Their first step was to buy common stock of AIG for $85bn, giving the Treasury control of the company. Why? If AIG failed, the common stock would be worthless. That only made sense if the problem was to replace management and run the company, which wasn’t going to happen. Treasury did the same thing with CIT Group, Inc. , buying preferred stock. CIT filed bankruptcy, and the preferred stock will almost certainly be a total loss.
Geithner says the reason he couldn’t bargain was that there was no credible threat of bankruptcy. Now why was that? Because it would have meant that the Treasury would lose a huge chunk of that $85bn. That would not have been the case if Treasury had made a loan, secured by the common stock of the insurance subsidiaries and any other profitable subs and other assets. Then, when the whiny losers with their CDSs demanded collateral, Geithner and Paulson would have the credible threat of bankruptcy or foreclosure on all the valuable assets. That would have been leverage. It would have been perfectly legal, and well within the powers of the government.
SIGTARP tells us what we got instead:
Merrill Lynch: A managing director told SIGTARP that, on November 7, an FRBNY Vice President and Assistant Vice President called senior Merrill Lynch officials and asked if Merrill Lynch would consider accepting a discounted price to tear up the contracts. Senior Merrill Lynch officials told FRBNY that FRBNY would need to contact directly John Thain, Merrill Lynch’s then-CEO, to discuss any potential discount. FRBNY stated that an executive vice president called Mr. Thain at the outset of the negotiations to request his cooperation. Later that night, FRBNY spoke by phone to a Merrill Lynch managing director and proposed a transaction in which Merrill Lynch would receive par for the contracts. The managing director told SIGTARP that Merrill Lynch was not receptive to FRBNY’s request for concessions for reasons similar to those described above by Goldmans [sic] Sachs and because Merrill Lynch had already paid approximately $40 million in fees and to obtain credit protection and anticipated that it would have to pay an additional approximately $36 million in fees and costs to resolve the Maiden Lane III CDOs.
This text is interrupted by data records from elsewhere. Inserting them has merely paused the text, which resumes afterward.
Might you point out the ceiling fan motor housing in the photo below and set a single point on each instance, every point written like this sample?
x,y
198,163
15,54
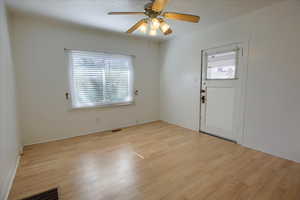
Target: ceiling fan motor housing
x,y
149,12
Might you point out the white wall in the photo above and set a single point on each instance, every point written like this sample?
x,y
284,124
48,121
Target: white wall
x,y
272,99
43,79
9,139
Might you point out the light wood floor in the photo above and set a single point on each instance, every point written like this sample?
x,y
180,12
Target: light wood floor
x,y
151,162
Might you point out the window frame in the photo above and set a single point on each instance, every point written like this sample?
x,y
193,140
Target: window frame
x,y
229,48
70,94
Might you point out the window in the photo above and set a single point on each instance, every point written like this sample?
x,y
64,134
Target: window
x,y
100,79
222,65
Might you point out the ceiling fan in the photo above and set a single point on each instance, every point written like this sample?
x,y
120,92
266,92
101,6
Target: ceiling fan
x,y
155,18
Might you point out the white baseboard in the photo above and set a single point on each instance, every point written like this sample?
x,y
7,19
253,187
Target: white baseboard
x,y
90,132
12,177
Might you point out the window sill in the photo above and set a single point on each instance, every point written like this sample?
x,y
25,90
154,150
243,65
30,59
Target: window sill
x,y
103,106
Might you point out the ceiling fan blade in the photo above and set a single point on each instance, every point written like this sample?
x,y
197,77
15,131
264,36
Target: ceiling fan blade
x,y
137,25
182,17
126,13
168,32
159,5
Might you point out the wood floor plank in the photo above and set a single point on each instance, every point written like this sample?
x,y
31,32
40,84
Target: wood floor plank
x,y
154,161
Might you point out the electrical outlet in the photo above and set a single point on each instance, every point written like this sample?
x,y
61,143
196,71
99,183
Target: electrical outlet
x,y
98,120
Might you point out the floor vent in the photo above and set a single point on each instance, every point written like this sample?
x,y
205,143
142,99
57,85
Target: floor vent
x,y
116,130
48,195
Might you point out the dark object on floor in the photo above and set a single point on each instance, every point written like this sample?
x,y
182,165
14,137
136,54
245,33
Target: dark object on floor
x,y
116,130
48,195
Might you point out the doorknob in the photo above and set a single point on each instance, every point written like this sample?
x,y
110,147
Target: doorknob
x,y
203,99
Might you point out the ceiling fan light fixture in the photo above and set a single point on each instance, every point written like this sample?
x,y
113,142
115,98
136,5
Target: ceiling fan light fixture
x,y
153,32
164,27
155,23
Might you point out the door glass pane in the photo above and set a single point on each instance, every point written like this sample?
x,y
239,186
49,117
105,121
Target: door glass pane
x,y
222,65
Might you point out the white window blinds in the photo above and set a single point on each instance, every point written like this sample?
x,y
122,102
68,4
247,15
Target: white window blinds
x,y
222,65
100,79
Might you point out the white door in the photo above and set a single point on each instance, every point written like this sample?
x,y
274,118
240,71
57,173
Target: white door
x,y
221,91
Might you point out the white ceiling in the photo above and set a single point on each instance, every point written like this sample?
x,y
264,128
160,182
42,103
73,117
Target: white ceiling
x,y
94,12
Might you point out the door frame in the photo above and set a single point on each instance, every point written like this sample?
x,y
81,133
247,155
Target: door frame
x,y
244,45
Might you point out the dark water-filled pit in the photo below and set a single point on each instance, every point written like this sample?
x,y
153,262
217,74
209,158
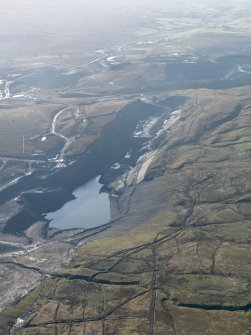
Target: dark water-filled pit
x,y
89,209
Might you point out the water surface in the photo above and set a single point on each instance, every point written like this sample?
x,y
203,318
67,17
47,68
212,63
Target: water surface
x,y
89,209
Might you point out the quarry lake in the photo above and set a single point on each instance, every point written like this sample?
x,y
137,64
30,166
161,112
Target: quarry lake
x,y
89,209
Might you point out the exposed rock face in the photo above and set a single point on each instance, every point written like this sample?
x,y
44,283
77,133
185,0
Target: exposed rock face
x,y
177,257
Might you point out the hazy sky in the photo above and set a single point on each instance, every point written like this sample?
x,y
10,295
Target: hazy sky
x,y
33,27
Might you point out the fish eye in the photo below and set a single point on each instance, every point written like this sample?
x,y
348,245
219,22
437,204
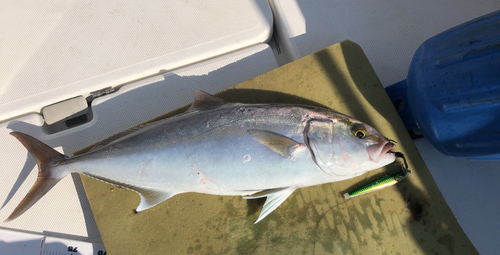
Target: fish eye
x,y
359,131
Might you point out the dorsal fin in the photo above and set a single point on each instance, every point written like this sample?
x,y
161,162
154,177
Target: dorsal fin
x,y
203,101
117,136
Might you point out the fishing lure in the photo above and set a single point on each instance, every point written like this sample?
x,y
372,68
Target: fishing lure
x,y
380,183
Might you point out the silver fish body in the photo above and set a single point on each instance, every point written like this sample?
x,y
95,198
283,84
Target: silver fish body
x,y
220,148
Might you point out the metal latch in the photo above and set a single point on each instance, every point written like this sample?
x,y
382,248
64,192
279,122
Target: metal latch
x,y
102,92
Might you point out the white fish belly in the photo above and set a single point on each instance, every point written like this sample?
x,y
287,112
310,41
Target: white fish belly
x,y
227,166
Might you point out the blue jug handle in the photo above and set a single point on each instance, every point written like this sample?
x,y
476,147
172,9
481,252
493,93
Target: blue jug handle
x,y
398,93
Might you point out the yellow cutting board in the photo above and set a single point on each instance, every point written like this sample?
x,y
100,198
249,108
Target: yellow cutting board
x,y
411,217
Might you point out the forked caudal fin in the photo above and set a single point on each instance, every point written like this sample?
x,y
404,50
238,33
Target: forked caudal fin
x,y
46,157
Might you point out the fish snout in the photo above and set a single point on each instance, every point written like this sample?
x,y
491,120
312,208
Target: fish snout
x,y
377,151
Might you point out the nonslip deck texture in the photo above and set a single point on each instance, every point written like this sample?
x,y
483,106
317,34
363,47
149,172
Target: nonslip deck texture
x,y
411,217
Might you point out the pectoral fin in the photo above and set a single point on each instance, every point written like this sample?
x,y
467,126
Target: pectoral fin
x,y
264,193
283,145
273,201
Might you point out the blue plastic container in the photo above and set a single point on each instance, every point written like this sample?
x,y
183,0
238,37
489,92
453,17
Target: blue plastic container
x,y
452,91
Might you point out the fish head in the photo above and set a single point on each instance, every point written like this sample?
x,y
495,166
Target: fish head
x,y
349,147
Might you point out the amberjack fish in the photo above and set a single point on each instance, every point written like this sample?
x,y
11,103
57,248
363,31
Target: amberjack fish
x,y
221,148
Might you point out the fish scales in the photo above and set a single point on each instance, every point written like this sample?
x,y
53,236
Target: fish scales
x,y
221,148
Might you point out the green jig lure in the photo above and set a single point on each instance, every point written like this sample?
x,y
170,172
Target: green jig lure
x,y
380,183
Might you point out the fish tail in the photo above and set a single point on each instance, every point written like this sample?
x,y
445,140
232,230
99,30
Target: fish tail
x,y
46,157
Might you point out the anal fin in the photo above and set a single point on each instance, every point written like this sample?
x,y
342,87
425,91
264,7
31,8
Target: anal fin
x,y
273,201
149,197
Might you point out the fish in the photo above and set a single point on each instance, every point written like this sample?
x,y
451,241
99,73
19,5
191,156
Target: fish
x,y
379,184
221,148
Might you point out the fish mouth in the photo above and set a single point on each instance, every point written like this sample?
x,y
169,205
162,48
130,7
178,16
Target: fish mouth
x,y
377,151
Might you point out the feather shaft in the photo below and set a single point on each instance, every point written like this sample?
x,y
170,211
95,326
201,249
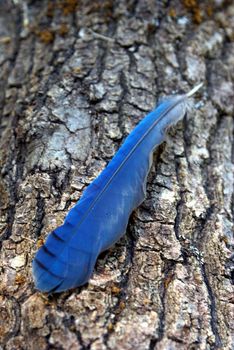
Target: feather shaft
x,y
100,217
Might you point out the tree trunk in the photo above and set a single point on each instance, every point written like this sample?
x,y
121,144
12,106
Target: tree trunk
x,y
76,77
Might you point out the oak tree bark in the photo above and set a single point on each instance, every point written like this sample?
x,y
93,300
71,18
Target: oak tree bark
x,y
75,78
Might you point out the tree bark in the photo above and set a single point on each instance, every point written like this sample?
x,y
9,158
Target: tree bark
x,y
76,77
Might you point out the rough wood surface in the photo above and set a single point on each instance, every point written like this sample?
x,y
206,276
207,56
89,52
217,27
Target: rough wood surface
x,y
75,78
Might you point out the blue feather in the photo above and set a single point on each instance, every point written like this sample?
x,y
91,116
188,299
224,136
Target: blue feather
x,y
100,217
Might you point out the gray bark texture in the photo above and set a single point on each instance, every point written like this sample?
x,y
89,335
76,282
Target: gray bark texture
x,y
75,78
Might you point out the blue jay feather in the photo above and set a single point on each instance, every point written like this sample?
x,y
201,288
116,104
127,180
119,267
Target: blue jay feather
x,y
100,217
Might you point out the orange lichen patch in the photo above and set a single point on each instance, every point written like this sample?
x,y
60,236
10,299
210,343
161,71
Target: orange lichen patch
x,y
5,40
46,36
40,242
147,301
50,9
172,12
115,290
68,6
63,30
20,279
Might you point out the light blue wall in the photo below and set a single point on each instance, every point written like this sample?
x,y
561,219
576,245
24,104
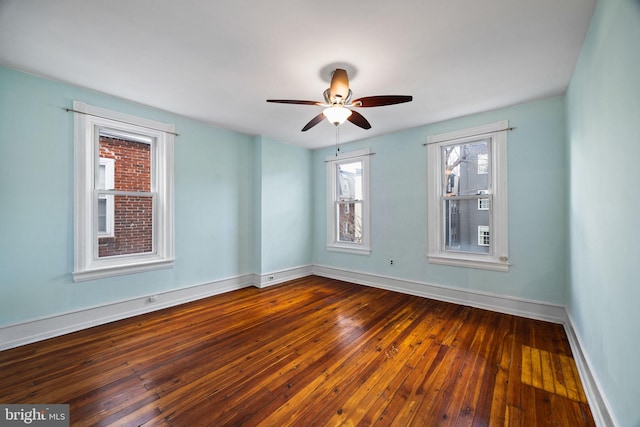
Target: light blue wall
x,y
285,205
603,109
215,226
537,206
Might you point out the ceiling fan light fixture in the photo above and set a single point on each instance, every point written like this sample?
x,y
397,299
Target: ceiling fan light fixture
x,y
337,114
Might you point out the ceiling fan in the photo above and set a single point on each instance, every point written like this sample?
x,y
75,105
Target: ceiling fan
x,y
339,106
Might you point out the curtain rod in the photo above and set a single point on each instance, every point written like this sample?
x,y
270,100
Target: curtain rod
x,y
71,110
467,136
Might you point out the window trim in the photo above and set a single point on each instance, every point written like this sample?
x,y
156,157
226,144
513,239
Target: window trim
x,y
332,162
497,259
87,266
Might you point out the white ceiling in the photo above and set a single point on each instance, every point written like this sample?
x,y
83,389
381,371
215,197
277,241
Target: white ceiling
x,y
218,61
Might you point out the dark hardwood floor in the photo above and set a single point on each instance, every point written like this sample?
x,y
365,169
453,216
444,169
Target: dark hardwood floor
x,y
313,351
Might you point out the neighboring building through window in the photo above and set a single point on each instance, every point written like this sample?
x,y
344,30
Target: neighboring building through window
x,y
124,200
467,205
348,202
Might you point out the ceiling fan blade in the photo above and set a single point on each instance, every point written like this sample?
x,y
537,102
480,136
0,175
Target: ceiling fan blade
x,y
359,120
339,88
381,100
317,119
293,101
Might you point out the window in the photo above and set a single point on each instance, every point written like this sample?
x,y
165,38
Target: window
x,y
483,235
123,193
105,202
467,198
348,202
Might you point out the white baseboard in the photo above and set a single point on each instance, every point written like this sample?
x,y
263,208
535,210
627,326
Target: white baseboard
x,y
502,304
40,329
273,278
602,414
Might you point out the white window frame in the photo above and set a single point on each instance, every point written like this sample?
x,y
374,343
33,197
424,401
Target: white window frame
x,y
89,120
483,231
363,248
109,179
498,257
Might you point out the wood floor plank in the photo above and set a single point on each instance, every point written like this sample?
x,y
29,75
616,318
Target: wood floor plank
x,y
313,351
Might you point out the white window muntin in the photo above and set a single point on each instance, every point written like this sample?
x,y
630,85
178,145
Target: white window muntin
x,y
497,259
89,121
334,203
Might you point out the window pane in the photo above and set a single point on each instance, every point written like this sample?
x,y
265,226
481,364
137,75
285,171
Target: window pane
x,y
102,215
133,227
461,221
350,181
467,169
132,162
349,222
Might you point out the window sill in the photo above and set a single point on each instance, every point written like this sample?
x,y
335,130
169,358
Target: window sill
x,y
349,249
479,262
119,270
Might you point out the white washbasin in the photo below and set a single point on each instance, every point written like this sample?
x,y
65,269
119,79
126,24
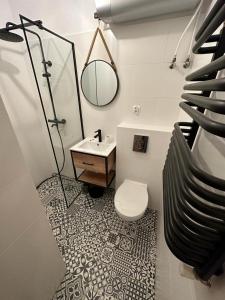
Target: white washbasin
x,y
91,146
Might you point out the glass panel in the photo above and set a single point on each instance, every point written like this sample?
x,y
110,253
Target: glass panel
x,y
54,66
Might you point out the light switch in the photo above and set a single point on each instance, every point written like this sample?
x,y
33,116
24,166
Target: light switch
x,y
140,143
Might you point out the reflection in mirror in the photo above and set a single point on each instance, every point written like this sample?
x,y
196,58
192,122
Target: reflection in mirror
x,y
99,82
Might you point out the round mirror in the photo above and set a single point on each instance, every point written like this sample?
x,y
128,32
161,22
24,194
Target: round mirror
x,y
99,82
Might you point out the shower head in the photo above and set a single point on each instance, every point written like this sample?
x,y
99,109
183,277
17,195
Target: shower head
x,y
8,36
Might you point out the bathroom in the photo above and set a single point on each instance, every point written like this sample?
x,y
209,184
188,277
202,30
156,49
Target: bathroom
x,y
66,238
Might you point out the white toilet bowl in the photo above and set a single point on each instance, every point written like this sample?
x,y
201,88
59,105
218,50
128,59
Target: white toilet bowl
x,y
131,200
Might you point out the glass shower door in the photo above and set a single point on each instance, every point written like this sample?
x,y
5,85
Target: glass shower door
x,y
54,66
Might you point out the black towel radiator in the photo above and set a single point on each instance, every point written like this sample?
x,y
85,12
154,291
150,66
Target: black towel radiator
x,y
194,200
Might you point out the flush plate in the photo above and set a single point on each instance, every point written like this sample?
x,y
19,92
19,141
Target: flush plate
x,y
140,143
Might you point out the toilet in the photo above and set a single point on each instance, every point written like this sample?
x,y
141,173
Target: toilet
x,y
131,200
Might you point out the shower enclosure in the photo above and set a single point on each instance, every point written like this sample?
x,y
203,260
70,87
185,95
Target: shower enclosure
x,y
54,68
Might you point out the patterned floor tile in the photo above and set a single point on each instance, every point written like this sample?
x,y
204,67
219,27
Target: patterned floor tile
x,y
106,257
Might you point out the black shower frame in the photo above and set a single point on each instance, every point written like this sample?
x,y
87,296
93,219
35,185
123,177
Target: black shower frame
x,y
41,27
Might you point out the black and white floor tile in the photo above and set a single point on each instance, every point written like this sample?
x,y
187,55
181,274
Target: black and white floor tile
x,y
106,258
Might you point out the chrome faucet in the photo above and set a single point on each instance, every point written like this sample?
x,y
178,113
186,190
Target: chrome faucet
x,y
99,135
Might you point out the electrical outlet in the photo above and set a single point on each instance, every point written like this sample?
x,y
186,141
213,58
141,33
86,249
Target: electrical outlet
x,y
136,109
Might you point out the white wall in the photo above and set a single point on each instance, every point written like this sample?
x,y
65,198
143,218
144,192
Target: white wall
x,y
31,265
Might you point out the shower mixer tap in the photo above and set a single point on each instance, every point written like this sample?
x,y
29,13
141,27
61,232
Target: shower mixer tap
x,y
47,63
56,122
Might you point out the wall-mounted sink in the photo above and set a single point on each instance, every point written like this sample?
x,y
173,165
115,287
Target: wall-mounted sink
x,y
91,146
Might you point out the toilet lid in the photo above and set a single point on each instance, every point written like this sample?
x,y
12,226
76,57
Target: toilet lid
x,y
131,198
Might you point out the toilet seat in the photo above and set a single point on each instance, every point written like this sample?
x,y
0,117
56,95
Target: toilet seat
x,y
131,200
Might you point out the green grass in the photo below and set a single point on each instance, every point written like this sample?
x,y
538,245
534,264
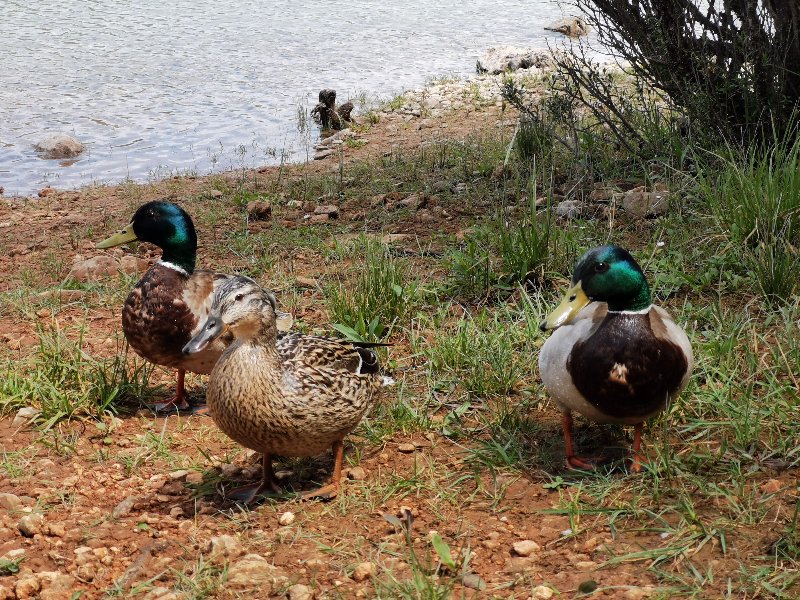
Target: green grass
x,y
380,298
64,381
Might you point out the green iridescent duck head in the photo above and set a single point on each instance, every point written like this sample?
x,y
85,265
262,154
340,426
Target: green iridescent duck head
x,y
167,226
604,274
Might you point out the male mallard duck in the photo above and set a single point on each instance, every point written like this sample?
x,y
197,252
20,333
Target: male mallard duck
x,y
168,305
292,396
614,357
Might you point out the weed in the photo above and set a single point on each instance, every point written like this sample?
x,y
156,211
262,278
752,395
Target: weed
x,y
378,300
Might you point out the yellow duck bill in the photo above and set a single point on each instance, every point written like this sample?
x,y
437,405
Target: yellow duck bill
x,y
570,306
121,237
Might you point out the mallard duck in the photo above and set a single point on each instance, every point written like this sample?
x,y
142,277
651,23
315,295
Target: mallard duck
x,y
170,302
295,395
614,357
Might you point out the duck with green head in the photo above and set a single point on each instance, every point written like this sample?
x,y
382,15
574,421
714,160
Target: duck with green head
x,y
172,300
614,356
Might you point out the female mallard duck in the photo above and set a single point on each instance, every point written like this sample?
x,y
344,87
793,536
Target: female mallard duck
x,y
168,305
293,396
614,357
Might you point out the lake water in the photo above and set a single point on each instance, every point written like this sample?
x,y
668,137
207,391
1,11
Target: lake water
x,y
156,87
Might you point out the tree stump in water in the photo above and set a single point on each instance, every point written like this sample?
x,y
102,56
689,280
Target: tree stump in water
x,y
327,116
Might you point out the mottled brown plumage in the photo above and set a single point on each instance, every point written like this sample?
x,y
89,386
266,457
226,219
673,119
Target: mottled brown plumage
x,y
293,396
169,303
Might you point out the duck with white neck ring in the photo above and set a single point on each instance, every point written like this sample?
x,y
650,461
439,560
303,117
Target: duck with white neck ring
x,y
172,299
296,395
614,356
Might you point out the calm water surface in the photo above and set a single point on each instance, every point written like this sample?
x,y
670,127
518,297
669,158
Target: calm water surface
x,y
202,85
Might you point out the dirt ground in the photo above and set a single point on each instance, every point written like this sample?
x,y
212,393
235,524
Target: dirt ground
x,y
129,507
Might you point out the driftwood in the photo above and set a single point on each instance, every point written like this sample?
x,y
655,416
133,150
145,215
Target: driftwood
x,y
327,115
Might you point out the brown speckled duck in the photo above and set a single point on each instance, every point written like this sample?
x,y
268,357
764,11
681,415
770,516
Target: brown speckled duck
x,y
614,356
293,396
168,305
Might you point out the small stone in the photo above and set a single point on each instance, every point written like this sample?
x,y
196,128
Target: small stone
x,y
541,592
299,592
59,145
253,571
10,501
570,26
25,415
641,203
473,581
93,269
133,265
305,282
31,524
364,571
569,209
327,209
771,486
55,530
124,507
27,587
225,546
525,547
357,474
259,211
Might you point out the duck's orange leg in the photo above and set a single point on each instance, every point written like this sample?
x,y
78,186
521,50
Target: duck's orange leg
x,y
246,494
638,459
331,490
573,462
178,402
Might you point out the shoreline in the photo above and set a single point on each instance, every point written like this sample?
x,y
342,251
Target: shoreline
x,y
440,103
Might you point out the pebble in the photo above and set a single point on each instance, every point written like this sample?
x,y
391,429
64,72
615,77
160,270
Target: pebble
x,y
225,546
473,581
124,507
30,525
525,547
364,571
25,415
253,571
259,211
357,474
541,592
299,592
178,475
27,587
286,518
10,501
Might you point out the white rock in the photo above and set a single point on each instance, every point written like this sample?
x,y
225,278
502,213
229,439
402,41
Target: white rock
x,y
25,415
225,546
541,592
286,518
525,547
299,592
569,26
501,59
93,269
59,145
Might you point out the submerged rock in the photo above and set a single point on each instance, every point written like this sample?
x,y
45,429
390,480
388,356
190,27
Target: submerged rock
x,y
59,145
569,26
500,59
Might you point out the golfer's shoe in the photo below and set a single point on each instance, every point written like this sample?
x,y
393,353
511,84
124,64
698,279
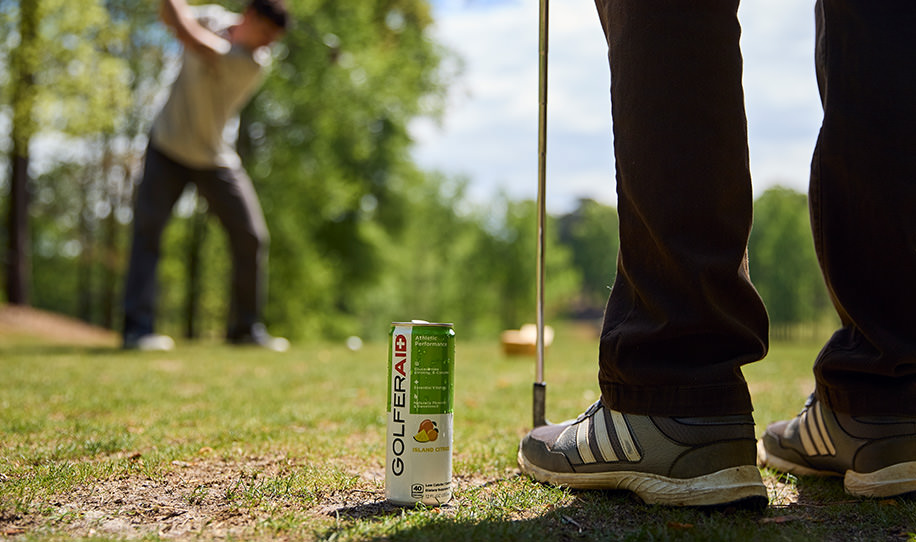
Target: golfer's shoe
x,y
704,461
149,342
258,336
876,455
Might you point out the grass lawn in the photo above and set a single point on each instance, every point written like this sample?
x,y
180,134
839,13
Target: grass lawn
x,y
217,442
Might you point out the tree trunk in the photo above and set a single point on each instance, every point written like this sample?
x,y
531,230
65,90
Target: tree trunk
x,y
18,261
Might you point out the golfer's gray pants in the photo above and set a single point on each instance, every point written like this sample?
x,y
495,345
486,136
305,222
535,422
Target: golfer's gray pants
x,y
683,315
231,197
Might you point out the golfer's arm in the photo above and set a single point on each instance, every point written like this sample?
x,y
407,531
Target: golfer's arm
x,y
178,16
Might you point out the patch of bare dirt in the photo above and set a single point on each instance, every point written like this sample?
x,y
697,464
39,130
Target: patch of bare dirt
x,y
52,327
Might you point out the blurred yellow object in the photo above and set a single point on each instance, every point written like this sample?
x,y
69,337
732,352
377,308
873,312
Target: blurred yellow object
x,y
523,341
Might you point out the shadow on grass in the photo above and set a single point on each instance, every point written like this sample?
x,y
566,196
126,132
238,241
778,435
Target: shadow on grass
x,y
823,512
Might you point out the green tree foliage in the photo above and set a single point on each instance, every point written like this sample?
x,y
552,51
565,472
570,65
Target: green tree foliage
x,y
63,79
592,234
360,236
782,260
328,150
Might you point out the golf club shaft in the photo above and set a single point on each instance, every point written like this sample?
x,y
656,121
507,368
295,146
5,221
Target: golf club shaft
x,y
539,384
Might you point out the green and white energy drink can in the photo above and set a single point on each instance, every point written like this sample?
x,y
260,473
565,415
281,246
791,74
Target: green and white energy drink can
x,y
421,390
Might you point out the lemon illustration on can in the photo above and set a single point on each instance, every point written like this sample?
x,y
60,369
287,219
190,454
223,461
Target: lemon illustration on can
x,y
428,432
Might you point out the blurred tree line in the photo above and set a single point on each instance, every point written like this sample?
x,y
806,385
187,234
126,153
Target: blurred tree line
x,y
360,236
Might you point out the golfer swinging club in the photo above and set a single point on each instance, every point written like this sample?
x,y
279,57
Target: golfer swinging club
x,y
224,54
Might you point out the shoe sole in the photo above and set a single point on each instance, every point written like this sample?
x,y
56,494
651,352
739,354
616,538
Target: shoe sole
x,y
726,486
890,481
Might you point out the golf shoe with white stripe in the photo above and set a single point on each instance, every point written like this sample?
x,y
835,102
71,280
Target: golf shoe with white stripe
x,y
663,460
875,455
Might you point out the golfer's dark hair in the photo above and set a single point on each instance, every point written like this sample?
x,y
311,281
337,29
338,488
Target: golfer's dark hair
x,y
273,10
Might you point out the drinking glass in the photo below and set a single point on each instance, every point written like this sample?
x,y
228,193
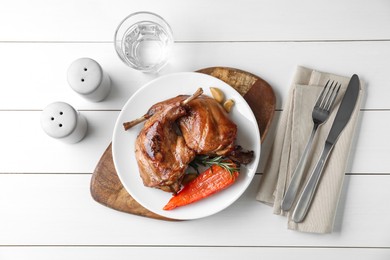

“Pretty please” isn’t a negotiating strategy. Even Geithner admits that it had little chance of success. P. 29
He denies that his decision was based on risks to the financial condition of the counterparties (page 15); which amounts to a denial that the transactions were a backdoor bailout, or were intended to maintain liquidity in the banking system as a whole. That might have made sense, but it’s not the case.
One of Geithner’s fears was that a “disorderly failure of AIG risked deepening and prolonging the current recession.” Page 10. He claims he lacked power to set up an orderly resolution of the AIG problem. After the initial thoughtless error, the risks were greater, especially the risks of loss to the Treasury. But, all of the problems Geithner identifies have cheaper solutions. For example, he says he was worried that default on AIG commercial paper would cause money funds to break the buck, that is, their asset value per share would fall below $1. That risk, if it were so important, could have been dealt with more cheaply by doing what the Treasury eventually did, guarantee the money market funds for a fee.
Compare AIG with the handling of the GM disaster. There was a loan, with conditions. GM was required to put together a plan that would work. When it didn’t, the CEO was fired, and the new guy came up with a possible plan, under the lash from Car Czar Steven Rattner and the Obama White House. When stakeholders didn’t consent, the plan was turned into a prepackaged bankruptcy and it was rammed through. That plan worked (we hope). It worked because instead of a chaotic filing, there was a plan, and an orderly resolution.
If Paulson, Geithner and company ever thought a couple of steps down the road, they might have come up with the Obama strategy. After the disastrous decision to buy stock, it really was impossible to put the loss where it belonged: on the shareholders and AIG’s credulous creditors.